Hal tersebut dapat terjadi, terutama, karena pasar rokok di Indonesia sudah mature dengan ekosistem yang cukup establish dan meluas sehingga mereka memiliki kemampuan untuk menawarkan berbagai merek dan jenis rokok dengan harga yang bervariasi secara vertikal, mulai dari rokok premium hingga rokok murah, maupun secara horizontal di mana rasanya nyaris sama tapi harganya berbeda.
Hal ini memberikan fleksibilitas bagi konsumen rokok untuk menyesuaikan konsumsi mereka dengan kemampuan finansialnya.
Jika mengacu pada konsep substitusi dalam ilmu ekonomi, karena situasi dan tekanan dari berbagai sisi terutama masalah harga, rokok yang tadinya digolongkan pada pola substitusi tidak sempurna di mana dua barang dapat saling menggantikan, tetapi dengan tingkat kepuasan yang berbeda.Â
Bermetamorfosis menjadi barang yang memiliki pola substitusi sempurna, dua barang dapat saling menggantikan secara sempurna tanpa mempengaruhi tingkat kepuasan konsumen.
Sebagai gambaran, perokok yang terbiasa dengan rokok kretek filter tertentu bersedia beralih ke merek lain berjenis yang sama jika harganya lebih murah dan ini tak mempengaruhi kepuasannya.
Pola ini bisa terealisasi lantaran disokong dari kedua sisi, baik konsumennya yang bersedia turun kasta, maupun produsennya yang menyediakan variasi produknya.
Itulah yang terjadi saat ini, selain karena kurangnya pemahaman tentang dampak buruk rokok terhadap kesehatan dapat membuat perokok lebih memilih untuk beralih ke rokok murah daripada berhenti merokok.
Lantas bagaimana downgrading ini memengaruhi efektivitas kenaikan cukai?
Meskipun harga rokok naik, perokok tetap melanjutkan kebiasaan merokok dengan beralih ke merek atau jenis rokok yang lebih murah.

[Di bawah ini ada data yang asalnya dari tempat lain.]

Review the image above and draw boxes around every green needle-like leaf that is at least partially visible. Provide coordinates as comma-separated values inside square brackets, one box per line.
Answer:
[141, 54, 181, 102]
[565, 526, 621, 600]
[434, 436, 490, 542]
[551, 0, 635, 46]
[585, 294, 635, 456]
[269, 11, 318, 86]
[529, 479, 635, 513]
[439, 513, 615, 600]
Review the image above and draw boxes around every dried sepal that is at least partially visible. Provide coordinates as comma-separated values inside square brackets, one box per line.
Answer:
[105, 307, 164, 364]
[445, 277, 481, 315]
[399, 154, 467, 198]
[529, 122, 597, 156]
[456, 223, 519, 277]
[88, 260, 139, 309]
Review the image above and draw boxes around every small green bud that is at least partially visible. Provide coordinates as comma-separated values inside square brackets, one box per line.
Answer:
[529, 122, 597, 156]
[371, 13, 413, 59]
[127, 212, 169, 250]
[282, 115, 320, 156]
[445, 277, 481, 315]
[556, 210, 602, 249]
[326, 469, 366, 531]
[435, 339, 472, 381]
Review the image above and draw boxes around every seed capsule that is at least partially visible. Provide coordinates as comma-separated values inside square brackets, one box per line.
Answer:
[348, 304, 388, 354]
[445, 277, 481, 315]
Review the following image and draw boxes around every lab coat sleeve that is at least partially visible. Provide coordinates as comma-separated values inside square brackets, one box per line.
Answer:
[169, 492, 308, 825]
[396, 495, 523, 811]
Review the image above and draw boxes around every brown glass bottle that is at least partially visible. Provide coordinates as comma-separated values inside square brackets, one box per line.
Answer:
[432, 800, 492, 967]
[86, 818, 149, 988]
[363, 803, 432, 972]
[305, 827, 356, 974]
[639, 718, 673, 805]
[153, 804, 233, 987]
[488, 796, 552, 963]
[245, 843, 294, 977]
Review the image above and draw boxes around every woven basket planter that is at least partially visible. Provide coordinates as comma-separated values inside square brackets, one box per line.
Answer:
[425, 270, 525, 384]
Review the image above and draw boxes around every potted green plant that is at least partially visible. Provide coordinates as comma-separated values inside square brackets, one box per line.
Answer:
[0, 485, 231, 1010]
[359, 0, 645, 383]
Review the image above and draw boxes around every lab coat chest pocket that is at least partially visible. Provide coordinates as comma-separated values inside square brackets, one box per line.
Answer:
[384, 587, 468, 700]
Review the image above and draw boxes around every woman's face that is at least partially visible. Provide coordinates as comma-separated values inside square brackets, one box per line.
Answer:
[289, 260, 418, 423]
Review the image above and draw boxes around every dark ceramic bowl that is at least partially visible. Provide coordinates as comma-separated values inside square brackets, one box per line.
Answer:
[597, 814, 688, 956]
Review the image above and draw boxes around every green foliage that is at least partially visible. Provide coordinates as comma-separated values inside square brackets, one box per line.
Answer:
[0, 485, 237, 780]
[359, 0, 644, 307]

Hal ini berarti konsumsi rokok secara keseluruhan tidak berkurang secara signifikan, sehingga tujuan pengendalian konsumsi tidak tercapai sepenuhnya.
Mungkin saja kenaikan harga rokok, mendorong perokok untuk mengurangi jumlah batang rokok yang mereka konsumsi, tetapi mereka tetap terpapar risiko kesehatan yang terkait dengan merokok. Downgrading tidak menghilangkan bahaya rokok bagi kesehatan.
Lebih parahnya lagi, sudahlah mengurangi efektivitasnya dalam menurunkan prevalensi jumlah perokok, downgrading ini juga menggerus pendapatan negara.